Светлый фон

Одна мать верила, что я почуял запах хлеба, иначе б зачем говорил, и сразу гнала меня спать:

— Спать пора, ляжешь и заснешь. Не думай о хлебе, сынок.

Да и она, сметая со стола, случалось, подставляла ладонь и смахивала в нее вроде бы хлебные крошки. И даже отодвигала печную заслонку и кидала эти крошки в огонь.

Раз у меня нечаянно вырвалось:

— Мама, нету у нас хлеба!

Тогда отец, который сидел у стола и смотрел в окно, как набросится на меня:

— Чего орешь, горлодер?! Кидает — и пускай кидает! Смахнула, вот и выкинула! Хлеб всегда в огонь кидают! А не то грех! — И даже вскочил в сердцах, прошелся взад-вперед по горнице, а потом вылетел во двор.

Не знаю, отчего он разозлился, не так уж и громко я сказал. Может, из-за одного того, что про хлеб! Когда хлеб кончался, о нем и говорить переставали. Никто не запрещал, но так уж получалось, будто и слово «хлеб» нас покинуло. И даже дед, вспоминая, что на какой войне ели, называл горох, капусту, кашу, лапшу, иногда мясо, но про хлеб не вспоминал никогда. И мы, дети, когда на коленях у постели вслух читали «Отче наш», а мать стояла над нами и следила, чтобы не пропускали слов, едва доходило до «хлеб наш насущный», умолкали, и мать нам это спускала. Хотя отца и в этой нашей молитве однажды что-то задело, потому что он сказал матери:

— Молились бы они лучше богородице. Божья матерь скорее детей услышит. У самой было дитя.

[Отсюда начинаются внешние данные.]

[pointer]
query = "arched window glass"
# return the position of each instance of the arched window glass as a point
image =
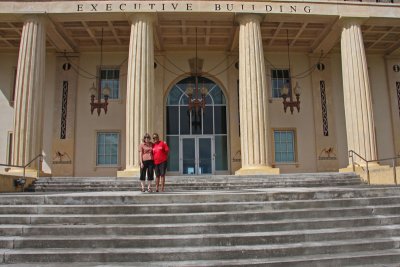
(212, 121)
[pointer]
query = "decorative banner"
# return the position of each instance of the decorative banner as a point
(324, 108)
(327, 154)
(62, 158)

Отец вроде бы только думал свои думы и редко с кем заговаривал, но глаз с нас не спускал. Знал он, конечно, что спрятанный за стропилом кусок хлеба в голодное время может, как яблоко в раю, ребят соблазнить. А больше всех отец не доверял мне. Когда бы на нас ни глядел, серые его глаза меня сверлили сильней, чем других. Правда, он даже деду не доверял. Хотя у деда не было ни единого зуба, где уж там его мог соблазнить хлеб, который с рождества зачерствел и превратился в камень. Из свежего он и то выковыривал серединку и долго-долго мусолил каждый кусочек, прежде чем проглотить.

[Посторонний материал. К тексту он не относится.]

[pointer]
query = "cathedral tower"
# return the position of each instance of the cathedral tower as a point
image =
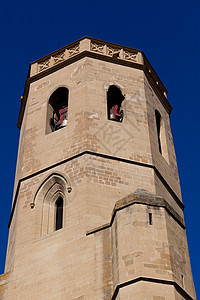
(97, 211)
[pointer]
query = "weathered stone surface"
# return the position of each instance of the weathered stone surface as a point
(123, 234)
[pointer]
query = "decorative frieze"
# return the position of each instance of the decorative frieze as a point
(59, 58)
(74, 50)
(44, 65)
(132, 56)
(97, 48)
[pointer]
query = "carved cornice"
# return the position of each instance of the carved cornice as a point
(97, 49)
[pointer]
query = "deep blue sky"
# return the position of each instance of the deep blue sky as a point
(167, 32)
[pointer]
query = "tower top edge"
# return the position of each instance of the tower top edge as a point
(98, 49)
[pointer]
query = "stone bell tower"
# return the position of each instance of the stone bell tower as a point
(97, 210)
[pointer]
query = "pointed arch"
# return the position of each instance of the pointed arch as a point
(57, 110)
(114, 103)
(48, 203)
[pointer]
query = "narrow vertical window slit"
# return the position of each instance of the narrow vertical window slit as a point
(59, 213)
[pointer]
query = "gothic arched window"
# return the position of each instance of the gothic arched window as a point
(114, 103)
(59, 213)
(57, 111)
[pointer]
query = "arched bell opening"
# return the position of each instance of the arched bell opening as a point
(114, 103)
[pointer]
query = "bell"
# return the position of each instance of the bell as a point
(112, 117)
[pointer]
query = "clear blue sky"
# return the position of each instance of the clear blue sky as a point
(168, 33)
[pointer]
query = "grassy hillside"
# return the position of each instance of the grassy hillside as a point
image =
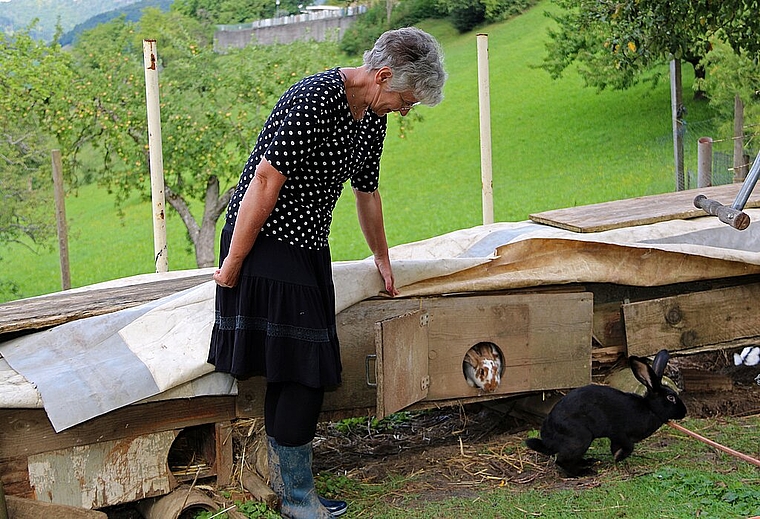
(17, 14)
(555, 144)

Другое дело мы с Михалом, у нас зубы были как у волков, по нашему разумению, краюшка эта и сто лет могла б сохнуть на чердаке и все равно оставалась хлебом. Тем самым, наилучшим изо всех хлебов, который мать прижимала к животу и, когда резала, спрашивала, сколько тебе отрезать? Иной раз вспомнится та краюшка на чердаке — челюсти сводит. Хотя и вспоминать было незачем, она постоянно торчала перед глазами. И вперемежку то голод вызывала, аж слюнки текли, то, казалось, ты досыта наелся, живот даже вспух. И манила нас, манила с утра до вечера, и потом ночью долго не давала уснуть.